Jakarta – Anggota Komisi VII DPR RI, Mulyanto, menegaskan Fraksi PKS menolak wacana penggunaan bersama jaringan listrik PLN oleh IPP atau perusahaan listrik swasta. Sebab hal ini akan makin meliberalisasi sektor ketenagalistrikan.
Mulyanto mengingatkan dengan penggunaan bersama jaringan listrik maka penguasaan listrik oleh negara melalui perusahaan negara (PLN) semakin berkurang.
“Dari sistem yang terintegrasi (bundling) dari produksi, transmisi dan distribusi dengan power wheeling ini menjadi semakin terpecah-pecah (unbundling). Dan sebagian pihak swasta yang mengelola.
Ini masalah mendasar terkait filosofi pengelolaan ketenagalistrikan, sebagai cabang usaha penting dan strategis yang dikuasai negara, sesuai amanat konstitusi,” ujar Mulyanto.
Mulyanto menambahkan konsep power wheeling semakin menerabas filosofi dasar pengelolaan listrik oleh negara. Padahal hal tersebut amanah konstitusi.
“Selain itu, di tengah surplus listrik yg lebih dari 60 persen, tekanan operasinal yang besar, termasuk membayar penalti klausul TOP (take or pay) dari IPP; utang yang mencapai Rp. 600 triliun. Belum lagi listrik dari program 35 Giga Watt sudah mulai masuk, maka tekanan terhadap PLN akan semakin besar.
Dengan power wheeling, maka EBT makin bertambah dan wajib mendapat akses ke dalam jaringan PLN, maka tentu akan menambah tekanan pada PLN,” kata Mulyanto.

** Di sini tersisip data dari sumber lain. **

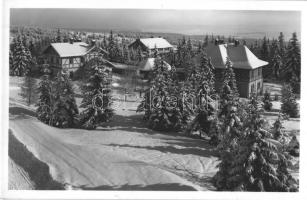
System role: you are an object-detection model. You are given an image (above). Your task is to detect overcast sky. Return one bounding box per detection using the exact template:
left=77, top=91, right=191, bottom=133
left=11, top=9, right=301, bottom=37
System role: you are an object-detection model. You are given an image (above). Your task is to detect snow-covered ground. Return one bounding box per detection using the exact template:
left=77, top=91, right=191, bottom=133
left=9, top=77, right=299, bottom=190
left=9, top=76, right=218, bottom=190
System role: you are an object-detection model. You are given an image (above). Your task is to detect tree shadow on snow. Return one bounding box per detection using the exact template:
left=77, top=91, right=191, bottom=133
left=9, top=107, right=36, bottom=118
left=108, top=144, right=218, bottom=157
left=80, top=183, right=196, bottom=191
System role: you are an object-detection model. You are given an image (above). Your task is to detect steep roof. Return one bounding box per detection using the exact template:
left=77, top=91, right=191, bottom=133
left=140, top=38, right=173, bottom=49
left=51, top=42, right=94, bottom=57
left=139, top=58, right=171, bottom=71
left=206, top=44, right=268, bottom=69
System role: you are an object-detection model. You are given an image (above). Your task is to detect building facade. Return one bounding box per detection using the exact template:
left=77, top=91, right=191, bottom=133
left=128, top=38, right=174, bottom=56
left=42, top=42, right=111, bottom=75
left=206, top=44, right=268, bottom=98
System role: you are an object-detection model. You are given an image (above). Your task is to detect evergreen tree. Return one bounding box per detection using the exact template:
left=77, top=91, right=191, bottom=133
left=36, top=73, right=53, bottom=125
left=80, top=58, right=113, bottom=129
left=270, top=42, right=283, bottom=78
left=56, top=29, right=63, bottom=42
left=51, top=71, right=79, bottom=128
left=283, top=33, right=301, bottom=93
left=214, top=97, right=297, bottom=191
left=263, top=91, right=273, bottom=111
left=260, top=37, right=272, bottom=77
left=278, top=32, right=286, bottom=58
left=186, top=54, right=216, bottom=137
left=9, top=50, right=14, bottom=74
left=20, top=72, right=37, bottom=106
left=138, top=56, right=189, bottom=131
left=281, top=84, right=299, bottom=117
left=220, top=57, right=239, bottom=99
left=11, top=36, right=32, bottom=76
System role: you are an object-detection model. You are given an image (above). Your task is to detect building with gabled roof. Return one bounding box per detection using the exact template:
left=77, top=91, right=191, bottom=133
left=138, top=58, right=172, bottom=79
left=128, top=37, right=173, bottom=56
left=206, top=44, right=268, bottom=97
left=42, top=42, right=114, bottom=76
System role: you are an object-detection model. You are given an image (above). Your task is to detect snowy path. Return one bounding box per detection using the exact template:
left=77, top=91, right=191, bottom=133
left=10, top=105, right=218, bottom=190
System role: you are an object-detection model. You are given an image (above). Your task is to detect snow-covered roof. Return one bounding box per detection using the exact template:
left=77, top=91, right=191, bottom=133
left=140, top=38, right=173, bottom=49
left=206, top=44, right=268, bottom=69
left=140, top=58, right=171, bottom=71
left=51, top=42, right=91, bottom=57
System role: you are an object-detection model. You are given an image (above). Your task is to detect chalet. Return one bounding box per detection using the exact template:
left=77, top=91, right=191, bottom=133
left=128, top=38, right=173, bottom=56
left=42, top=42, right=111, bottom=75
left=206, top=43, right=268, bottom=97
left=138, top=58, right=171, bottom=79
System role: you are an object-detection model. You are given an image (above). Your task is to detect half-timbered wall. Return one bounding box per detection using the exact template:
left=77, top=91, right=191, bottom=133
left=62, top=57, right=81, bottom=71
left=215, top=67, right=263, bottom=97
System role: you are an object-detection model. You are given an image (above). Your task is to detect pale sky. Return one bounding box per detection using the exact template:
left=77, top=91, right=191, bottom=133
left=11, top=9, right=301, bottom=37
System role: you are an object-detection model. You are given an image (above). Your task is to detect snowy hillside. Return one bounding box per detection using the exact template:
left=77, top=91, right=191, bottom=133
left=9, top=77, right=218, bottom=191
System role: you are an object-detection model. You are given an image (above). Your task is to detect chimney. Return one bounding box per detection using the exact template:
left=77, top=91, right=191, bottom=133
left=214, top=39, right=219, bottom=46
left=235, top=40, right=240, bottom=46
left=69, top=38, right=74, bottom=44
left=90, top=39, right=96, bottom=46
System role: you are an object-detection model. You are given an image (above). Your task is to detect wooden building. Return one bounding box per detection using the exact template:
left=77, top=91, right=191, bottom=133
left=137, top=58, right=172, bottom=79
left=206, top=44, right=268, bottom=97
left=42, top=42, right=111, bottom=76
left=128, top=38, right=173, bottom=56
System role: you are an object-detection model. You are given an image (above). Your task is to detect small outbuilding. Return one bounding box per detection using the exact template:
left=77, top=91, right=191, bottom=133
left=206, top=43, right=268, bottom=98
left=138, top=58, right=171, bottom=79
left=128, top=37, right=174, bottom=56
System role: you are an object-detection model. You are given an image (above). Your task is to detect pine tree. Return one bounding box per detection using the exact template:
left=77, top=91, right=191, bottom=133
left=186, top=54, right=216, bottom=137
left=271, top=47, right=283, bottom=79
left=283, top=33, right=301, bottom=93
left=36, top=73, right=53, bottom=125
left=80, top=58, right=113, bottom=129
left=138, top=56, right=189, bottom=131
left=20, top=72, right=37, bottom=106
left=51, top=71, right=79, bottom=128
left=278, top=32, right=286, bottom=58
left=56, top=29, right=63, bottom=42
left=260, top=37, right=272, bottom=77
left=263, top=91, right=273, bottom=111
left=214, top=97, right=297, bottom=192
left=220, top=57, right=239, bottom=99
left=281, top=84, right=299, bottom=117
left=9, top=50, right=14, bottom=74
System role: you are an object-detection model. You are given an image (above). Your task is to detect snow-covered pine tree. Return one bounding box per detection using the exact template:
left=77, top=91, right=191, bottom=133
left=56, top=29, right=63, bottom=42
left=9, top=50, right=14, bottom=75
left=262, top=90, right=273, bottom=111
left=80, top=57, right=113, bottom=129
left=223, top=57, right=239, bottom=96
left=281, top=84, right=299, bottom=117
left=214, top=96, right=297, bottom=192
left=138, top=56, right=189, bottom=131
left=271, top=47, right=283, bottom=79
left=19, top=71, right=37, bottom=106
left=219, top=58, right=239, bottom=116
left=278, top=32, right=286, bottom=58
left=51, top=70, right=79, bottom=128
left=283, top=33, right=301, bottom=93
left=186, top=54, right=216, bottom=137
left=36, top=73, right=53, bottom=125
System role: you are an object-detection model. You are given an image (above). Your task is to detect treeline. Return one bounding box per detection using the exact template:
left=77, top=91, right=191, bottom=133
left=250, top=32, right=301, bottom=93
left=138, top=49, right=298, bottom=191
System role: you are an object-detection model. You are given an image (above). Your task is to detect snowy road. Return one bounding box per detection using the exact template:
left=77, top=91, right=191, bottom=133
left=10, top=106, right=218, bottom=190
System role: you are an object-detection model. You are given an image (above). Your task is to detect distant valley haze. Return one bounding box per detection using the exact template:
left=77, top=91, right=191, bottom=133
left=10, top=9, right=301, bottom=40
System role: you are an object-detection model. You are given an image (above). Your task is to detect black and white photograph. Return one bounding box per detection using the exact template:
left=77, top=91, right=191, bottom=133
left=2, top=1, right=306, bottom=198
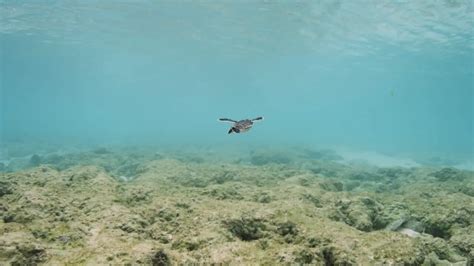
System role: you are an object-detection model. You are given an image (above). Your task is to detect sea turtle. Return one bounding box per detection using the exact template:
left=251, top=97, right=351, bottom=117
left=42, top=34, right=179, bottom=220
left=219, top=116, right=263, bottom=134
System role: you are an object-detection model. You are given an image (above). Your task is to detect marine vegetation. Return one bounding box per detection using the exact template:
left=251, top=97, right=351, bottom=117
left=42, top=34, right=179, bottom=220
left=0, top=148, right=474, bottom=265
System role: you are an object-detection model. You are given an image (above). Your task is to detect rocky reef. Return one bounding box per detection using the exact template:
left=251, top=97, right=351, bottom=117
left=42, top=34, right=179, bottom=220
left=0, top=148, right=474, bottom=265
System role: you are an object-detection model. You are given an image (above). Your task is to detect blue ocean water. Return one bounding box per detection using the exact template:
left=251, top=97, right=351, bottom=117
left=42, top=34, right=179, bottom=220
left=0, top=0, right=474, bottom=162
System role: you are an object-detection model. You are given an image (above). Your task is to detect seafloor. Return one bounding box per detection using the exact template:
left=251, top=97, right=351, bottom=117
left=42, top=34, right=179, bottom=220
left=0, top=144, right=474, bottom=265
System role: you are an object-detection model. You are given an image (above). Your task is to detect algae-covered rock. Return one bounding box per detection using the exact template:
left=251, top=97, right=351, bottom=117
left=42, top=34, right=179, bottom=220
left=11, top=244, right=46, bottom=265
left=303, top=149, right=344, bottom=161
left=331, top=197, right=388, bottom=232
left=429, top=167, right=466, bottom=182
left=150, top=249, right=171, bottom=266
left=0, top=181, right=13, bottom=197
left=250, top=152, right=292, bottom=166
left=203, top=187, right=244, bottom=200
left=92, top=147, right=110, bottom=155
left=348, top=171, right=384, bottom=181
left=319, top=180, right=344, bottom=192
left=30, top=154, right=42, bottom=166
left=224, top=217, right=267, bottom=241
left=276, top=222, right=299, bottom=243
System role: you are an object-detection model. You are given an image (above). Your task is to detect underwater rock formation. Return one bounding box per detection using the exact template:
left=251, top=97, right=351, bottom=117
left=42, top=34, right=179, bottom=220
left=0, top=150, right=474, bottom=265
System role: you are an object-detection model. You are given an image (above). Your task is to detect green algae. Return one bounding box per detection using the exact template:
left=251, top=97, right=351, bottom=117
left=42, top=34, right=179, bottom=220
left=0, top=149, right=474, bottom=265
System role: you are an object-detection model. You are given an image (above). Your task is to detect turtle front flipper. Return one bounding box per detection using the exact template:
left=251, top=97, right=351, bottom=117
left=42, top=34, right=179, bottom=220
left=219, top=118, right=237, bottom=123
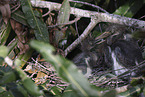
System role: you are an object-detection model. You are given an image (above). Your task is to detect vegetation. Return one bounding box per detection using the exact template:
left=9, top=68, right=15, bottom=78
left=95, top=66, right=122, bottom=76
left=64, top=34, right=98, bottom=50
left=0, top=0, right=145, bottom=97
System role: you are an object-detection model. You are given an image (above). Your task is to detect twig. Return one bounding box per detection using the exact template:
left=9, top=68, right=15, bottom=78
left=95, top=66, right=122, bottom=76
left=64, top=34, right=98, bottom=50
left=69, top=0, right=108, bottom=13
left=31, top=0, right=145, bottom=30
left=31, top=0, right=145, bottom=56
left=64, top=19, right=99, bottom=56
left=48, top=17, right=80, bottom=28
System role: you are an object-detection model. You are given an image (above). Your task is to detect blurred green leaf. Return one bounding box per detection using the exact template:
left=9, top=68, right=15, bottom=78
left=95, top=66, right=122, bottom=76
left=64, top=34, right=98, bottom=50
left=57, top=0, right=70, bottom=27
left=7, top=38, right=18, bottom=54
left=114, top=0, right=145, bottom=17
left=0, top=91, right=14, bottom=97
left=0, top=46, right=9, bottom=58
left=55, top=0, right=70, bottom=44
left=0, top=86, right=6, bottom=94
left=30, top=40, right=99, bottom=97
left=0, top=71, right=17, bottom=85
left=17, top=49, right=33, bottom=68
left=103, top=90, right=117, bottom=97
left=20, top=0, right=49, bottom=42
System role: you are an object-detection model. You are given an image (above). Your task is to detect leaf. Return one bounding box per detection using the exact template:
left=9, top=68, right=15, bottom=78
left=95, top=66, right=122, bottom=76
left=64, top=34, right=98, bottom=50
left=30, top=40, right=99, bottom=97
left=118, top=84, right=144, bottom=97
left=22, top=78, right=43, bottom=96
left=0, top=2, right=11, bottom=24
left=57, top=0, right=70, bottom=27
left=0, top=22, right=11, bottom=45
left=0, top=71, right=17, bottom=85
left=11, top=10, right=28, bottom=26
left=0, top=46, right=9, bottom=58
left=20, top=0, right=49, bottom=42
left=114, top=0, right=145, bottom=17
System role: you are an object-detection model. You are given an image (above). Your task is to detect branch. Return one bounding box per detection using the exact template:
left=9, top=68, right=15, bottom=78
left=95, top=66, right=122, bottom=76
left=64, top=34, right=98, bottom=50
left=31, top=0, right=145, bottom=30
left=31, top=0, right=145, bottom=56
left=64, top=19, right=99, bottom=56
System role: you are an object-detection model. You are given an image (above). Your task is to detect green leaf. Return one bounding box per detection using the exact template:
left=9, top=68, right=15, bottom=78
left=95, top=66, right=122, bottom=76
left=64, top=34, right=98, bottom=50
left=30, top=40, right=99, bottom=97
left=0, top=91, right=14, bottom=97
left=57, top=0, right=70, bottom=27
left=0, top=22, right=11, bottom=45
left=114, top=0, right=145, bottom=17
left=0, top=71, right=17, bottom=85
left=22, top=78, right=43, bottom=96
left=0, top=46, right=9, bottom=58
left=11, top=10, right=28, bottom=26
left=20, top=0, right=49, bottom=42
left=7, top=38, right=18, bottom=54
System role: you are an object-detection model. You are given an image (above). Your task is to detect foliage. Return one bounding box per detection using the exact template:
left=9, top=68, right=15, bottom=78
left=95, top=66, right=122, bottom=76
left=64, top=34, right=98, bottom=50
left=0, top=0, right=145, bottom=97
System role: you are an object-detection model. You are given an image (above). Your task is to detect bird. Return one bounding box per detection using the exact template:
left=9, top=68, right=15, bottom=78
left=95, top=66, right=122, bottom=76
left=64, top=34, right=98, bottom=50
left=108, top=40, right=143, bottom=76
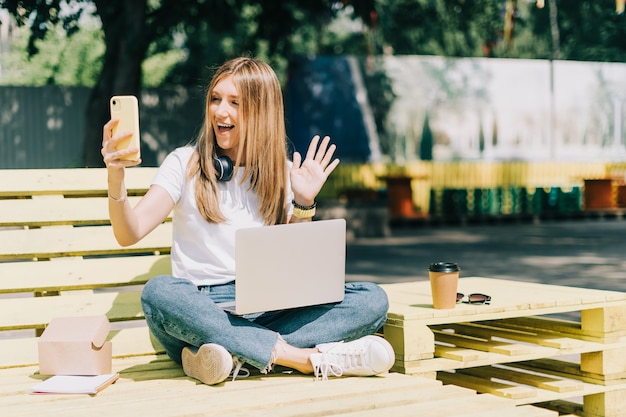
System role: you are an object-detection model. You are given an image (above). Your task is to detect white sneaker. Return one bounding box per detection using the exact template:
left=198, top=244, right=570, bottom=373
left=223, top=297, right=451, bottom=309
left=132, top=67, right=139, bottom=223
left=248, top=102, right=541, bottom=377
left=310, top=336, right=395, bottom=380
left=182, top=343, right=249, bottom=385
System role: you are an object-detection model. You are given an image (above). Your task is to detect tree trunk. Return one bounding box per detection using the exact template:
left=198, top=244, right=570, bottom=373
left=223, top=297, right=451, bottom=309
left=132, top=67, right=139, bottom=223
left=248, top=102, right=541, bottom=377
left=83, top=0, right=149, bottom=167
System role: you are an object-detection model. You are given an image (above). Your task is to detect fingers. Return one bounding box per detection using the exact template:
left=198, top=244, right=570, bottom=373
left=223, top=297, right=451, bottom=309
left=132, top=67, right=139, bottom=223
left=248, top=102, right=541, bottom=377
left=305, top=135, right=320, bottom=159
left=306, top=135, right=337, bottom=169
left=293, top=152, right=302, bottom=168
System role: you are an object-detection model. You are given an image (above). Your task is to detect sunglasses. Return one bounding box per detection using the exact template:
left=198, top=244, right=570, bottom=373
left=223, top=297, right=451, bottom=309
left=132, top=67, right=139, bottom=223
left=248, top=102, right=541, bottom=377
left=456, top=292, right=491, bottom=304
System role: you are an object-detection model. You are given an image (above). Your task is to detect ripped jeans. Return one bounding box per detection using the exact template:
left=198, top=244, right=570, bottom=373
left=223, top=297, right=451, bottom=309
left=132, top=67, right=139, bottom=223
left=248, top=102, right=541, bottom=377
left=141, top=275, right=389, bottom=372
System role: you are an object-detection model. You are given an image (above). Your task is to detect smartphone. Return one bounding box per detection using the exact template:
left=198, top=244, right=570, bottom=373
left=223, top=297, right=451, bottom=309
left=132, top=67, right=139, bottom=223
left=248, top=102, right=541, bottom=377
left=110, top=96, right=141, bottom=161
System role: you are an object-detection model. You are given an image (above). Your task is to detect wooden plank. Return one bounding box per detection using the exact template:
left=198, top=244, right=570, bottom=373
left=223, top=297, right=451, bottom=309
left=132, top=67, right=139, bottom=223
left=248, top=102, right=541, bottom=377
left=509, top=358, right=626, bottom=385
left=0, top=361, right=464, bottom=417
left=457, top=405, right=556, bottom=417
left=330, top=395, right=513, bottom=417
left=434, top=320, right=584, bottom=349
left=0, top=196, right=146, bottom=227
left=0, top=291, right=143, bottom=331
left=0, top=167, right=157, bottom=198
left=0, top=255, right=172, bottom=294
left=0, top=222, right=172, bottom=260
left=457, top=365, right=583, bottom=392
left=437, top=372, right=537, bottom=402
left=433, top=330, right=534, bottom=355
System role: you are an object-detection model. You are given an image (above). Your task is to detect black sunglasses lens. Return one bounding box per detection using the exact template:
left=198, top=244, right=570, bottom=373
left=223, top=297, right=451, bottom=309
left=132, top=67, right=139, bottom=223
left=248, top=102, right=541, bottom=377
left=467, top=294, right=491, bottom=304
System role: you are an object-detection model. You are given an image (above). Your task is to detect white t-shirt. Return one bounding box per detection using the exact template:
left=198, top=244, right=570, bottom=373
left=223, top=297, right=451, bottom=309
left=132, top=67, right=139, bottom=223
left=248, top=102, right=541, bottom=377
left=152, top=146, right=293, bottom=285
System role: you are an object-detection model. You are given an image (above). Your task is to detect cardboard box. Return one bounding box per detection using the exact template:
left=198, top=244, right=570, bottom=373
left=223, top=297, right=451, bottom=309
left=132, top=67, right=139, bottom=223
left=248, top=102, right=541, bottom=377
left=39, top=316, right=112, bottom=375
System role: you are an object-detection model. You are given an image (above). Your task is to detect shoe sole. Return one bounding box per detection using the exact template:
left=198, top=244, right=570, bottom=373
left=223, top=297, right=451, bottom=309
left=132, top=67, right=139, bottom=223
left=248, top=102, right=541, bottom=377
left=182, top=343, right=233, bottom=385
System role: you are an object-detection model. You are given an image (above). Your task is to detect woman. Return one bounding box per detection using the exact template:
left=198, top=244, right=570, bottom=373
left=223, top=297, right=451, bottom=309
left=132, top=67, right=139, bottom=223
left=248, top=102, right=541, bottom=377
left=102, top=57, right=394, bottom=385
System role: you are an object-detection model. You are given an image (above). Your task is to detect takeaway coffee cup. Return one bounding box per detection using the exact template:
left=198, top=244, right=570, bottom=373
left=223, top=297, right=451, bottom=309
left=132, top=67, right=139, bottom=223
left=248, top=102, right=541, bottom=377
left=428, top=262, right=460, bottom=309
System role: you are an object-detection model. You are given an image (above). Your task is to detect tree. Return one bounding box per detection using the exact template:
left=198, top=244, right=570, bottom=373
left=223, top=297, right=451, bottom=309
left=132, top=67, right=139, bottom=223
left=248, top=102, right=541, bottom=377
left=0, top=0, right=374, bottom=166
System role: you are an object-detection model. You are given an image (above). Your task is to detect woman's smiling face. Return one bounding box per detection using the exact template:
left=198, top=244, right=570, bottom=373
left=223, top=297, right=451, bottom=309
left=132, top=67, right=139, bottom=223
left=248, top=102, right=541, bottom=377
left=209, top=76, right=239, bottom=161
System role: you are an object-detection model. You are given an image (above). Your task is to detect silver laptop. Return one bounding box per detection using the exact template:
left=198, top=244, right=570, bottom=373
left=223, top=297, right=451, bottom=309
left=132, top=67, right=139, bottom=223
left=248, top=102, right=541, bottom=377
left=220, top=219, right=346, bottom=315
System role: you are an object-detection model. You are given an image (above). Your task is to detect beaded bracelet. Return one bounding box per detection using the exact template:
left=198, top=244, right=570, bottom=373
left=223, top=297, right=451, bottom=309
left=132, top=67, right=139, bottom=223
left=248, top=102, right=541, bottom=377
left=291, top=200, right=317, bottom=219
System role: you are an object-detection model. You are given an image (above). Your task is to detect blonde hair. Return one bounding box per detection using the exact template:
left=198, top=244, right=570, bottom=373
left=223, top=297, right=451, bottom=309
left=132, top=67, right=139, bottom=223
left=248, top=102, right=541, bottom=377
left=187, top=57, right=288, bottom=225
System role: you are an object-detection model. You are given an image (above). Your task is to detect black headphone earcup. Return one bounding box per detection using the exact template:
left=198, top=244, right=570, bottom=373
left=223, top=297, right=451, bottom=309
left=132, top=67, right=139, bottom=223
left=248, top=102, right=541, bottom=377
left=213, top=155, right=233, bottom=181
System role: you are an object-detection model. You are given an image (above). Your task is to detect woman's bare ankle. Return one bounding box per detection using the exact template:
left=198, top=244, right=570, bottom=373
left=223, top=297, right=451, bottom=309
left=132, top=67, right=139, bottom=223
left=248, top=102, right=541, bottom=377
left=273, top=339, right=318, bottom=374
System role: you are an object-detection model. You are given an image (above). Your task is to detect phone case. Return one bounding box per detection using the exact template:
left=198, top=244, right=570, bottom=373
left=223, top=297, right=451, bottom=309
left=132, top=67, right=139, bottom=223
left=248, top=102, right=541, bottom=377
left=110, top=96, right=141, bottom=161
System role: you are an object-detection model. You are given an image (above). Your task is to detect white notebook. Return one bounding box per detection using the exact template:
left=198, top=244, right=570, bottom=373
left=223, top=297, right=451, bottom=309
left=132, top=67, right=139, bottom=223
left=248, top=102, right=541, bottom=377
left=220, top=219, right=346, bottom=315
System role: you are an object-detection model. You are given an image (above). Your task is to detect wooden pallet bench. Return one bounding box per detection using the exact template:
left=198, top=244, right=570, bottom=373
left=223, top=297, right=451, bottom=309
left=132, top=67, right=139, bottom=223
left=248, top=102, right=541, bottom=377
left=0, top=168, right=572, bottom=417
left=383, top=277, right=626, bottom=417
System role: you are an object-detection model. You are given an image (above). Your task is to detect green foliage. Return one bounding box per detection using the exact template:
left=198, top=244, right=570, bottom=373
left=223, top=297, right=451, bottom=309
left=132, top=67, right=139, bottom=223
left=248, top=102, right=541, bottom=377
left=0, top=27, right=104, bottom=87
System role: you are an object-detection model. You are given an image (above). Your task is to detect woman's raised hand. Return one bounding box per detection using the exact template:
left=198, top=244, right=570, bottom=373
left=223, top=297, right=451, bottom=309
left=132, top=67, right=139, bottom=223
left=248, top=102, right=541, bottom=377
left=100, top=119, right=141, bottom=169
left=290, top=136, right=339, bottom=206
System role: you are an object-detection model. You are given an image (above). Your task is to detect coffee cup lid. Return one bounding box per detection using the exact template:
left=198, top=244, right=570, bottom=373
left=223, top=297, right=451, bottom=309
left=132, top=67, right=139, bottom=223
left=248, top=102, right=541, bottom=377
left=428, top=262, right=460, bottom=272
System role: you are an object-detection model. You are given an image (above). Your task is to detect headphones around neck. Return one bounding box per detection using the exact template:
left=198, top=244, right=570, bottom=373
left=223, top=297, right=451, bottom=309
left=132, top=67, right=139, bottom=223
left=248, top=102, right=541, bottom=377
left=213, top=155, right=234, bottom=182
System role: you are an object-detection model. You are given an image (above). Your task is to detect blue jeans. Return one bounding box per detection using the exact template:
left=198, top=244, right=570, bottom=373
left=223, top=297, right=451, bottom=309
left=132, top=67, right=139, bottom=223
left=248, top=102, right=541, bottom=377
left=141, top=275, right=389, bottom=371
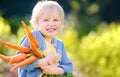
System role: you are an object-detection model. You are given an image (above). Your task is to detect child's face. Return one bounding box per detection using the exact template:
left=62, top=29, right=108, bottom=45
left=38, top=10, right=62, bottom=38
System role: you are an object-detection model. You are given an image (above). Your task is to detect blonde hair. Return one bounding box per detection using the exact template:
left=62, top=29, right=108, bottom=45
left=30, top=1, right=64, bottom=27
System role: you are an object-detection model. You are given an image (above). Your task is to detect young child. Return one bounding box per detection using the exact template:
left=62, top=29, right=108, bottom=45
left=18, top=1, right=73, bottom=77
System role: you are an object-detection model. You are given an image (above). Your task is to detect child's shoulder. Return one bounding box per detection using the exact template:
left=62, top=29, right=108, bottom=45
left=53, top=37, right=63, bottom=45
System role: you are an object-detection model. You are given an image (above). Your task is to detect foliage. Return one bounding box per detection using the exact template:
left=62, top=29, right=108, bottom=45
left=63, top=23, right=120, bottom=77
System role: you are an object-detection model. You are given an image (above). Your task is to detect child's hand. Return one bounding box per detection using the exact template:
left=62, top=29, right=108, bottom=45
left=46, top=53, right=61, bottom=65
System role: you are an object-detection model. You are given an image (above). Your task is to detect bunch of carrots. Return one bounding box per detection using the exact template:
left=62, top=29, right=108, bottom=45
left=0, top=21, right=43, bottom=72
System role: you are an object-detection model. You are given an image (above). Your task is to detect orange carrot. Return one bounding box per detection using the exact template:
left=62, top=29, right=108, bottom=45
left=21, top=21, right=39, bottom=48
left=0, top=41, right=31, bottom=53
left=0, top=54, right=10, bottom=62
left=29, top=40, right=43, bottom=58
left=9, top=53, right=27, bottom=64
left=10, top=55, right=37, bottom=72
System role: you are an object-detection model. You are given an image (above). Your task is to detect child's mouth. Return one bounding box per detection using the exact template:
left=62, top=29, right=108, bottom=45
left=47, top=28, right=56, bottom=32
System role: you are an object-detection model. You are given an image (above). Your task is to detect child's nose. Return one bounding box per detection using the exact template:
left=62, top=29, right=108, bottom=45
left=49, top=21, right=54, bottom=26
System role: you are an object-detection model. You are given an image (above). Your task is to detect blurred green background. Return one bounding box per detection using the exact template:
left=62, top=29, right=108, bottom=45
left=0, top=0, right=120, bottom=77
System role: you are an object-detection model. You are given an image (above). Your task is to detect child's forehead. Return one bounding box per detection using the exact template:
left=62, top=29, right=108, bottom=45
left=39, top=9, right=61, bottom=16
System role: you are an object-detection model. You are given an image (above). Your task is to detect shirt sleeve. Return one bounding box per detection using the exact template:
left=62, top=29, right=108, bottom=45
left=59, top=43, right=73, bottom=73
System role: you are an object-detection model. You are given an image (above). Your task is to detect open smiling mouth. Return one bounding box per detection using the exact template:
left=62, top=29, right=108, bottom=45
left=46, top=28, right=56, bottom=32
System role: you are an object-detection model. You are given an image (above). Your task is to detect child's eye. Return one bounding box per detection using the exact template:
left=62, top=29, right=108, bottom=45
left=54, top=19, right=59, bottom=21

“Itulah sebabnya dalam draft RUU EBET dari DPR RI tidak ada soal power wheeling. Kita tidak setuju dengan gagasan liberalisasi sektor kelistrikan ini. PKS minta Pemerintah untuk menghapus pasal terkait dgn power wheeling dan segera mengajukan daftar inventarisasi masalah (DIM) RUU EBET,” tegasnya.